從大年初二王靜輝從徐老那裡拜年回來後,平民醫館的門檻都快被這些人踏平了,搞得門房和廚房的師傅們抱怨不已。因為王靜輝和這些商人接觸後認為這些商人可要比那些之乎者也的文人要可愛多了,所以他很熱情的招待了這些拜訪者,廚房的師傅們一年到頭何曾有過這樣的繁忙,反映到管家王福那裡後,王靜輝也覺得廚房壓力太大,在加上登門拜訪的這些人都是吃遍全中國的主兒,雖然嘴上不說,但王靜輝也明白這宴飲的菜肴實在是不在這些商人的眼裡,所以也就把歡宴的地方轉移到汴都中的各大酒樓中去,這讓廚房中的大廚們彈冠相慶,鬆了口氣。

王靜輝是從未來到這個時空的,他很明白北宋正處於資本主義萌芽的前夜,由於北宋的統治階級採取不抑制商人和對土地兼并不干預的政策,使得大量無地可種的破產農民大量流入城市成為各行各業的打工一族,這其實就是變相的英國「羊吃人」的圈地運動的翻版,不過相對英國的圈地運動,宋朝的政策更為平和的多,至少只要肯吃苦耐勞,尋求一個飯碗還是不成問題的。這也間接促進了北宋的城市化發展,以至於在一千年前的宋朝就能出現像汴都開封這樣有近二百萬人口這樣的超級城市,遠遠的站在了這個時代人類文明的巔峰。而此時北宋的財政收入中的商業稅也前所未有的超過了農業收入,自北宋滅亡後直到辛亥革命前的這一千年當中,中國的財政收入再也沒有出現過這樣的情況。

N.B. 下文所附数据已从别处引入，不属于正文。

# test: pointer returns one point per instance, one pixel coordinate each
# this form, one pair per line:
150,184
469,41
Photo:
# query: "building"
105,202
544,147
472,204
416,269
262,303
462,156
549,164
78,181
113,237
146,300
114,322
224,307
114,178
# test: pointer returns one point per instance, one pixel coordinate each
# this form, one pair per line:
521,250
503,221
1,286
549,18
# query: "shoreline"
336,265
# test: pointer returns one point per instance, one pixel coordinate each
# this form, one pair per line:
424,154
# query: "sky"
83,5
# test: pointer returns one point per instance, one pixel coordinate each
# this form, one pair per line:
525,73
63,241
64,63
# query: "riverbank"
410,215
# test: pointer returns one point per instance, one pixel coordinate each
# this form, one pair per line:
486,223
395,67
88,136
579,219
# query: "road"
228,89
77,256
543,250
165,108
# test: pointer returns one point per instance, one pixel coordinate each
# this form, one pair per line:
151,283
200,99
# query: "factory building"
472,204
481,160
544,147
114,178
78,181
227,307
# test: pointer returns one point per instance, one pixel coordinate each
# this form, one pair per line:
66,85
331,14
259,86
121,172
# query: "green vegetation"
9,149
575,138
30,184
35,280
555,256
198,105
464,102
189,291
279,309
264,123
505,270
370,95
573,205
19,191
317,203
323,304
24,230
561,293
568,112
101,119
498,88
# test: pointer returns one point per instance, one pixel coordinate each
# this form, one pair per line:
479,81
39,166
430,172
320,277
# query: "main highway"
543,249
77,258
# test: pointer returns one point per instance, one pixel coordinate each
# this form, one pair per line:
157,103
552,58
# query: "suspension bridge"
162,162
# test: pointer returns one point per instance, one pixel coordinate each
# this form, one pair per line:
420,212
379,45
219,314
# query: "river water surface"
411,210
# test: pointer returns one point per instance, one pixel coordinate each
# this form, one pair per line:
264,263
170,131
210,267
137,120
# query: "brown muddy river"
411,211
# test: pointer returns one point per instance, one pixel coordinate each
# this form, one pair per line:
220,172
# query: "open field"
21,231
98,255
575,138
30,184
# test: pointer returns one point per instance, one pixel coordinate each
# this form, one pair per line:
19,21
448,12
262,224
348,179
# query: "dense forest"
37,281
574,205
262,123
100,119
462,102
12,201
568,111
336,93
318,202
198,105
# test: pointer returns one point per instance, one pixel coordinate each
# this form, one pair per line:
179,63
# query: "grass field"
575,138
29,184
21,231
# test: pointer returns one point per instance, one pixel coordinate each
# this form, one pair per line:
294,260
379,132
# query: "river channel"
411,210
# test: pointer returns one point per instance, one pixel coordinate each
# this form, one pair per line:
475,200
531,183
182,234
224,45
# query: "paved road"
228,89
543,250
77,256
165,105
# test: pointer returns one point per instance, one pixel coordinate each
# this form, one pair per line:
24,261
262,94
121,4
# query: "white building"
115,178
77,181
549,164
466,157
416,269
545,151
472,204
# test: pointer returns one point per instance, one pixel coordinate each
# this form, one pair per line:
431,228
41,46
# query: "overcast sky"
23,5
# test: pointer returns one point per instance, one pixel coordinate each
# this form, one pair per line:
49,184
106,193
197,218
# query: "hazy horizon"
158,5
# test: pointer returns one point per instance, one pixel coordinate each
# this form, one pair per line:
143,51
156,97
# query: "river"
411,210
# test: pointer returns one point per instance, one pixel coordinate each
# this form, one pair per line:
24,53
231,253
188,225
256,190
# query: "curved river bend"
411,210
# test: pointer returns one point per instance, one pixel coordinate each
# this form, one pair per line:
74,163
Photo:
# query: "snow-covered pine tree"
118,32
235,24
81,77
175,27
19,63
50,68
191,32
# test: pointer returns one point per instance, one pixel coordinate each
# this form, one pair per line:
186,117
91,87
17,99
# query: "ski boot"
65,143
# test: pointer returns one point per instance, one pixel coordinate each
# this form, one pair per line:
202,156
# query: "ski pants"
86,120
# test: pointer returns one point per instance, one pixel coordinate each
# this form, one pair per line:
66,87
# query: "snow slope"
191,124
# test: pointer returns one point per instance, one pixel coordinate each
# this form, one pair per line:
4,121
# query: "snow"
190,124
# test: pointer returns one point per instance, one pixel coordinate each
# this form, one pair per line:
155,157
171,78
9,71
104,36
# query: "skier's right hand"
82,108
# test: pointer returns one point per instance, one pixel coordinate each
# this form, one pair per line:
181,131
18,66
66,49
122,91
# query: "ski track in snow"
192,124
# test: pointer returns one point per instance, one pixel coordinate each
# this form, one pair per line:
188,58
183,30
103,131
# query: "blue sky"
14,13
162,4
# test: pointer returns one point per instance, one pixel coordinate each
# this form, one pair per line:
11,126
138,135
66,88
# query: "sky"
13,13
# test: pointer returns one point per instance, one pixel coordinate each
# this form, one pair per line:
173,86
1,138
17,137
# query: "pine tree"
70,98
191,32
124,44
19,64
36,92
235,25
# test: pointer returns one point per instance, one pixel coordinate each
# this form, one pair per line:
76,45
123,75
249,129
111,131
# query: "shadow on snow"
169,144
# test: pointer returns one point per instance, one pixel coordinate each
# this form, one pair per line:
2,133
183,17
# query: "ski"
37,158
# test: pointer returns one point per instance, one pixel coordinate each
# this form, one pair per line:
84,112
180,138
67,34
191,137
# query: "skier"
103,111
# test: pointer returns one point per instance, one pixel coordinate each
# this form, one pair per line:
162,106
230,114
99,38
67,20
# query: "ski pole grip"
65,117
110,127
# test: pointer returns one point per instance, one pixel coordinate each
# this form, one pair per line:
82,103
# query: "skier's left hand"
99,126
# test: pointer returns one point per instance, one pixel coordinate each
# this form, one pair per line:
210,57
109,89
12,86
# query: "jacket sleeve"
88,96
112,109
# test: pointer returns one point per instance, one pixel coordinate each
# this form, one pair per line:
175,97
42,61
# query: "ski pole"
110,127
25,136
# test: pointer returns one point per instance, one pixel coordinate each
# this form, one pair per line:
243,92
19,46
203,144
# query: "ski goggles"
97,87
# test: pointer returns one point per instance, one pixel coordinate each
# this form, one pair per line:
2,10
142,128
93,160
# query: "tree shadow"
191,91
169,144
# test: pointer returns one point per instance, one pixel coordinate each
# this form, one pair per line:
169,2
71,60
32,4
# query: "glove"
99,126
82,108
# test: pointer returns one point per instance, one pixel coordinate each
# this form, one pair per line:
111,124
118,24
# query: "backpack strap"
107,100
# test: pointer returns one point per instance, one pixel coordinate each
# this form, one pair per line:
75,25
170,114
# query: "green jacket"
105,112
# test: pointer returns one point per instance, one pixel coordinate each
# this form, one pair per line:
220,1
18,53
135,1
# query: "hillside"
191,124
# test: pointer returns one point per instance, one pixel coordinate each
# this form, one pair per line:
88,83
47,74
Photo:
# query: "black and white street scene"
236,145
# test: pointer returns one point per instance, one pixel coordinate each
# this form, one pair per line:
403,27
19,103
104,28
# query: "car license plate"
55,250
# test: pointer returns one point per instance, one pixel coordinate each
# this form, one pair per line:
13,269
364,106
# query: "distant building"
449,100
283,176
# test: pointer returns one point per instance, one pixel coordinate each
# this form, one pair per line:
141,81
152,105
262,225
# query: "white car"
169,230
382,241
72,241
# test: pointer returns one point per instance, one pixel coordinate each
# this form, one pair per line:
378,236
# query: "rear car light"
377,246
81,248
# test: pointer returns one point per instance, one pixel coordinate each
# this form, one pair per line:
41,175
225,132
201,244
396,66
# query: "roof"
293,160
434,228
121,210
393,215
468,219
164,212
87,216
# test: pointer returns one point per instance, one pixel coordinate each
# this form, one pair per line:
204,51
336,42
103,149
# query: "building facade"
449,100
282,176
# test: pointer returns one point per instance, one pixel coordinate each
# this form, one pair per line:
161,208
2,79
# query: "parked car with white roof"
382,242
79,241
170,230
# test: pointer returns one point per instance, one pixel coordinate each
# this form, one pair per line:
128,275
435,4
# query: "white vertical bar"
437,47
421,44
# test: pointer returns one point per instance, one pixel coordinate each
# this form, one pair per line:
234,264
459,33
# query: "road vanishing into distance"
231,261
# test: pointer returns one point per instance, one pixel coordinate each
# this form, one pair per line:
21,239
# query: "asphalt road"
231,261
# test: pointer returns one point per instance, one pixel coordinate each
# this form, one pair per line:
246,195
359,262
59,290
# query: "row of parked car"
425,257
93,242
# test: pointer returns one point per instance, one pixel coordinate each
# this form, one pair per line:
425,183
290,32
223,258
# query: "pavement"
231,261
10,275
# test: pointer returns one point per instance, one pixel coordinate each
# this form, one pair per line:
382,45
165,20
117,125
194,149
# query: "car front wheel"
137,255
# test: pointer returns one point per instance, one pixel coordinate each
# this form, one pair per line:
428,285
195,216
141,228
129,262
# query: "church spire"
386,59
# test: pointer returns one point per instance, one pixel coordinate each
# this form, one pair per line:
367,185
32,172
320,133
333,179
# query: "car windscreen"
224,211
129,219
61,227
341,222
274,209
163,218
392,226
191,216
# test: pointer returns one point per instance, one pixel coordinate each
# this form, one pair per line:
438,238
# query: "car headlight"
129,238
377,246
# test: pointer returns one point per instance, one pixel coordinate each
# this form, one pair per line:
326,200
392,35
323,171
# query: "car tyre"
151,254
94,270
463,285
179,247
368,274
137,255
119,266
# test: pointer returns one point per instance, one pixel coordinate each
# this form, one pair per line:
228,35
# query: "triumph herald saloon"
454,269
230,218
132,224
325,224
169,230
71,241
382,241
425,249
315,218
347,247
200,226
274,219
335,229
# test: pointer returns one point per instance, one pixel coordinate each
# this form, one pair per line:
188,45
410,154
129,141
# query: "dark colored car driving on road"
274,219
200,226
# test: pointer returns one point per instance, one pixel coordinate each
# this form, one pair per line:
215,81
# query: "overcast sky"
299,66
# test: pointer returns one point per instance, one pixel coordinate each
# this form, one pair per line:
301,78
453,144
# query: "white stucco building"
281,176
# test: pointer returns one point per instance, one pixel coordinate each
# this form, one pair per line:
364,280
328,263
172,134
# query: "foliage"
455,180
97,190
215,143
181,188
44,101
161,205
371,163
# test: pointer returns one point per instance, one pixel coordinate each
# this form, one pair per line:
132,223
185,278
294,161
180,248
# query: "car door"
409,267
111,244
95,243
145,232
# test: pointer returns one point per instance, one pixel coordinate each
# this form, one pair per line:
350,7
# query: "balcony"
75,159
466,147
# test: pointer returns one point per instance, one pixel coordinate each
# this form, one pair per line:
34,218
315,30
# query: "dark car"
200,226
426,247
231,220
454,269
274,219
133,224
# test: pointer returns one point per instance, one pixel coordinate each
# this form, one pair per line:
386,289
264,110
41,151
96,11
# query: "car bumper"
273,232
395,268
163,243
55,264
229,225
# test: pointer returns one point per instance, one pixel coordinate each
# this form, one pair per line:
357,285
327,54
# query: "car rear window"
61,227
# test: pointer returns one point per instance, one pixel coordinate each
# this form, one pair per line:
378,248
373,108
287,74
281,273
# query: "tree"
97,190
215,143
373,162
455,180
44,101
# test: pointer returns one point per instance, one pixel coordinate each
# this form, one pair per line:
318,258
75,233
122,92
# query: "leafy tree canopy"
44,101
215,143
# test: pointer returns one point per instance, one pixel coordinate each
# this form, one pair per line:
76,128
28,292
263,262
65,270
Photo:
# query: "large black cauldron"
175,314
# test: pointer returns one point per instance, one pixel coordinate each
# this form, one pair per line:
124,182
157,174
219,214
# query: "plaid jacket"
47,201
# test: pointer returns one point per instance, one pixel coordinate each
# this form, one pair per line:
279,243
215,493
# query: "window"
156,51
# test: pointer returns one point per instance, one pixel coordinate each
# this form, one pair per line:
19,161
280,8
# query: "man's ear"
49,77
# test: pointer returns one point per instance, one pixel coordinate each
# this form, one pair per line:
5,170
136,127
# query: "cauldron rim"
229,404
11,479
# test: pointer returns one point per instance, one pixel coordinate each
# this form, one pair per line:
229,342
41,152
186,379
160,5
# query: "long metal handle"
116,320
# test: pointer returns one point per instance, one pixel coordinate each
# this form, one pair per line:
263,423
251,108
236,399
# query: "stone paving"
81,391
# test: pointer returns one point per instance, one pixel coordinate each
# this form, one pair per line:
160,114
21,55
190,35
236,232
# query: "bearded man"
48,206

想到這裡,王靜輝看著在「瑞福樓」廳中這些歡飲的富商們,默默的想到:「他們也是一支潛在的力量,雖然在政治地位上非常低下,但他們對社會進步的推動作用上來說要比那些大文豪要大的多,只要能夠加以引導、培植,很難說有一天他們可以和這些文人士子有一較長短的能力。」

王靜輝不禁為自己內心中的想法嚇了一跳,因為他是無志與政治鬥爭的,「雖然不想當官,但也不能眼看著那個王安石一上台就把國家搞得天怨人怒吧?雖然他的出發點是好的,但他的改革使得北宋的政治環境迅速惡化,國家實力大打折扣這也是明擺著的。」他在內心中給自己找了個借口。儘管王靜輝心中有了這種想問鼎政治的想法,但這也只是一閃而過的念頭而已,他甩了甩有些發沉的腦袋,把這種可笑的想法驅除出去後,便混在這些富商中間周旋去了。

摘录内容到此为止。